Из сыновства, супружества, родительства образуется семья. Гражданством образуется Отечество. Если ты больше себя любишь тех, которых тебе Бог дал, если не себе, а им, домашним своим посвящаешь всего себя, тогда будет у тебя семья.

Если мы любим соплеменников, всех, кто за пределами нашей семьи, и трудимся для укрепления и благосостояния семей, не детей только вне семьи, а полных семей, то в такой любви образуется Отечество.

Любовь к соотечественникам начинается у детей с пяти-шести лет, потом с семи лет ребенок начинает ярко и сильно осваивать призвание гражданства. Для него всё более открываются люди вне его семьи.

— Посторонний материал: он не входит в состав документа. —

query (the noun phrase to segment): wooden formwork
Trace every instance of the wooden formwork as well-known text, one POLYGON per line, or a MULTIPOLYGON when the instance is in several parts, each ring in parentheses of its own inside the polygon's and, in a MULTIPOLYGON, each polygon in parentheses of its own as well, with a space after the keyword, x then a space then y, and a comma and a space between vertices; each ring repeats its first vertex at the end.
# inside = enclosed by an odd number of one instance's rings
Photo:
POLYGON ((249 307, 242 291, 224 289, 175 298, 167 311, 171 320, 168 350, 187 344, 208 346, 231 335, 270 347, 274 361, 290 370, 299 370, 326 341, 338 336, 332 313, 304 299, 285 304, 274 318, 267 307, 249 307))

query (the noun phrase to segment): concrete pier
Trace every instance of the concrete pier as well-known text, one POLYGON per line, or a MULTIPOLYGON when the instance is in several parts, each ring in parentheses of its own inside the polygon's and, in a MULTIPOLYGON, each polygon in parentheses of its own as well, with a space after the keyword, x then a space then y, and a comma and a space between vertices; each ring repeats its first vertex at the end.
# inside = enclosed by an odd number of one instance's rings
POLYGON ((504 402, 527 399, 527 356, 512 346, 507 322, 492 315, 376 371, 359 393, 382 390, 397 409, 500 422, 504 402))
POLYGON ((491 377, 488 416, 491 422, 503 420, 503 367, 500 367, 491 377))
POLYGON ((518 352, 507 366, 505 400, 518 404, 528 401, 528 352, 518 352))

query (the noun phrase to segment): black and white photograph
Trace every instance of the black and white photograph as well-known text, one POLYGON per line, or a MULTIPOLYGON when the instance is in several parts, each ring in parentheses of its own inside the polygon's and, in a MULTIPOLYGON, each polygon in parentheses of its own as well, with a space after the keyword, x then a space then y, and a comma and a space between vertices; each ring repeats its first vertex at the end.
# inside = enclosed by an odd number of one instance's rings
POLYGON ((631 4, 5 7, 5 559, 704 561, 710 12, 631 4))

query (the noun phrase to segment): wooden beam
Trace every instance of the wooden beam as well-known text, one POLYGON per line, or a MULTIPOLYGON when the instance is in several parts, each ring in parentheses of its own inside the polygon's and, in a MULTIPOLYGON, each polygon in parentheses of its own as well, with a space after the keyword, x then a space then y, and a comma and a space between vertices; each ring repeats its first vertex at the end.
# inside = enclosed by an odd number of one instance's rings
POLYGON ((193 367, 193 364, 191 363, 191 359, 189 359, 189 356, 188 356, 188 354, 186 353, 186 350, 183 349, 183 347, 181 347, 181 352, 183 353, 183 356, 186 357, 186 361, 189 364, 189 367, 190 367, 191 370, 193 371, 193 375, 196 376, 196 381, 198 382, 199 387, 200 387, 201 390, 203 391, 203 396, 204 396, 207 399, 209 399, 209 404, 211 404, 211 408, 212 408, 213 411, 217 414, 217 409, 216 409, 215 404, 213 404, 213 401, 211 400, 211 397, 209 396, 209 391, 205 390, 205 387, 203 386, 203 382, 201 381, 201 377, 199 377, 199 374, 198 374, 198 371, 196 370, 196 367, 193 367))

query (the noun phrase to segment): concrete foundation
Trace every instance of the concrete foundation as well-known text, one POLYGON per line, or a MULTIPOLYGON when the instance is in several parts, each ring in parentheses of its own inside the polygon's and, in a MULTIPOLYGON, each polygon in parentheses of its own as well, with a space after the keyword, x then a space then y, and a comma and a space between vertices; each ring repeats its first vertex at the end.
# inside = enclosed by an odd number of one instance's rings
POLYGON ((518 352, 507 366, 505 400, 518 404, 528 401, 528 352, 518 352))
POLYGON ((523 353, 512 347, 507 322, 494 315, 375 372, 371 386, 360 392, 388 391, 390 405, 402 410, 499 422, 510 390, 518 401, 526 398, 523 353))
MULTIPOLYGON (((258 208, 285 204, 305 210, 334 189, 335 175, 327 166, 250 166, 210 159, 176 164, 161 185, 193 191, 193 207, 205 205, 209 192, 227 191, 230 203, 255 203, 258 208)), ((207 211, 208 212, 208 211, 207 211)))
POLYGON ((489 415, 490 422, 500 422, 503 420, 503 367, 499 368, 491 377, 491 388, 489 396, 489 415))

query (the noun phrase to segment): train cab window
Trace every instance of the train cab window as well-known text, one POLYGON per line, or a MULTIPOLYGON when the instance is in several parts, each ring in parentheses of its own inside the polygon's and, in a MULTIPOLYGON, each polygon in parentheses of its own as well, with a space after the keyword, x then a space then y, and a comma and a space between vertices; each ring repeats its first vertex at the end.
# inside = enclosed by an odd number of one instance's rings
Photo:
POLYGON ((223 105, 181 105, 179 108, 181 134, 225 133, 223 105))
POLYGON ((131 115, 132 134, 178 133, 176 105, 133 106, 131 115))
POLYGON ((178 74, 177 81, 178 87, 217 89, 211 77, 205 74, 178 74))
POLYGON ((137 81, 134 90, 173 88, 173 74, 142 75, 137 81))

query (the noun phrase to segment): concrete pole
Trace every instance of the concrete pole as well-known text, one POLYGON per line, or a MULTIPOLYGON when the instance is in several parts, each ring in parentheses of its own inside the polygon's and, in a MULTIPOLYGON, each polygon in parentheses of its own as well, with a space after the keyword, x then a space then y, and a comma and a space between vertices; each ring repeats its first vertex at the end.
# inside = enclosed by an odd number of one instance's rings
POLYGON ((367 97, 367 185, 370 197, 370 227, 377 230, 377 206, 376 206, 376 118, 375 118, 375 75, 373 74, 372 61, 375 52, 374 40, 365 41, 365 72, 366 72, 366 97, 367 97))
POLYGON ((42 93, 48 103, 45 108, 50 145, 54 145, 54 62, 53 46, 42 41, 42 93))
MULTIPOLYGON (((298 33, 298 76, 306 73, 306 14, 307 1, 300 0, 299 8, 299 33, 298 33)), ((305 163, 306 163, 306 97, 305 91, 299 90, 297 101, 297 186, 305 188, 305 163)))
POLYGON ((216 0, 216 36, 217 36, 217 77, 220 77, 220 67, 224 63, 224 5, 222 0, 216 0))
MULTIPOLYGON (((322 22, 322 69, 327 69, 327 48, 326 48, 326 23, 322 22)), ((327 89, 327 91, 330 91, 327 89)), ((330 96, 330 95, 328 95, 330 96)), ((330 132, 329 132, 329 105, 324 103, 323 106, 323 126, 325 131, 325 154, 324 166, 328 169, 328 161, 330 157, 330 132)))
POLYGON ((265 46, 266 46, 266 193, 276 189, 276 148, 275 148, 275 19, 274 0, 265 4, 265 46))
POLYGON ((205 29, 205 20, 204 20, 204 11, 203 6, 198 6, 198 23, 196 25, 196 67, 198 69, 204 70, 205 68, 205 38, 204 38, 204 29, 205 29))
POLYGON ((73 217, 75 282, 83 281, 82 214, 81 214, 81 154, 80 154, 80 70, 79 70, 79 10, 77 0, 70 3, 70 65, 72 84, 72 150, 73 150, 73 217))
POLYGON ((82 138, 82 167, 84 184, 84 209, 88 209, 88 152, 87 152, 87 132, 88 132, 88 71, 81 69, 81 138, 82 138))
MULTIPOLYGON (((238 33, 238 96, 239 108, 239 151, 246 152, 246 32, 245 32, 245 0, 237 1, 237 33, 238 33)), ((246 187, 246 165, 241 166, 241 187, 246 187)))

Это и родня, и соседи, и семьи одного двора, улицы, района, города, страны. Начинается дружба, появляются добрососедские отношения. Вот ребенок бежит самое лучшее отдать соседям, чем-то добрым им помочь, принять непременное участие в делах своей улицы, своей деревни, своего района, города, в итоге своей страны.

Вот появляются у него первые друзья, товарищи и подруги. Когда четыре жизненные призвания наполняются любовью к Богу и святостью, т. е. призванием церковным, тогда образуется Церковь. В семье это малая Церковь, в собрании соседей образуется община, в собрании общин образуется епархия, а далее поместная и Вселенская Церковь. Церковь, в которую люди собраны Богом, а между собою соединены святою любовью.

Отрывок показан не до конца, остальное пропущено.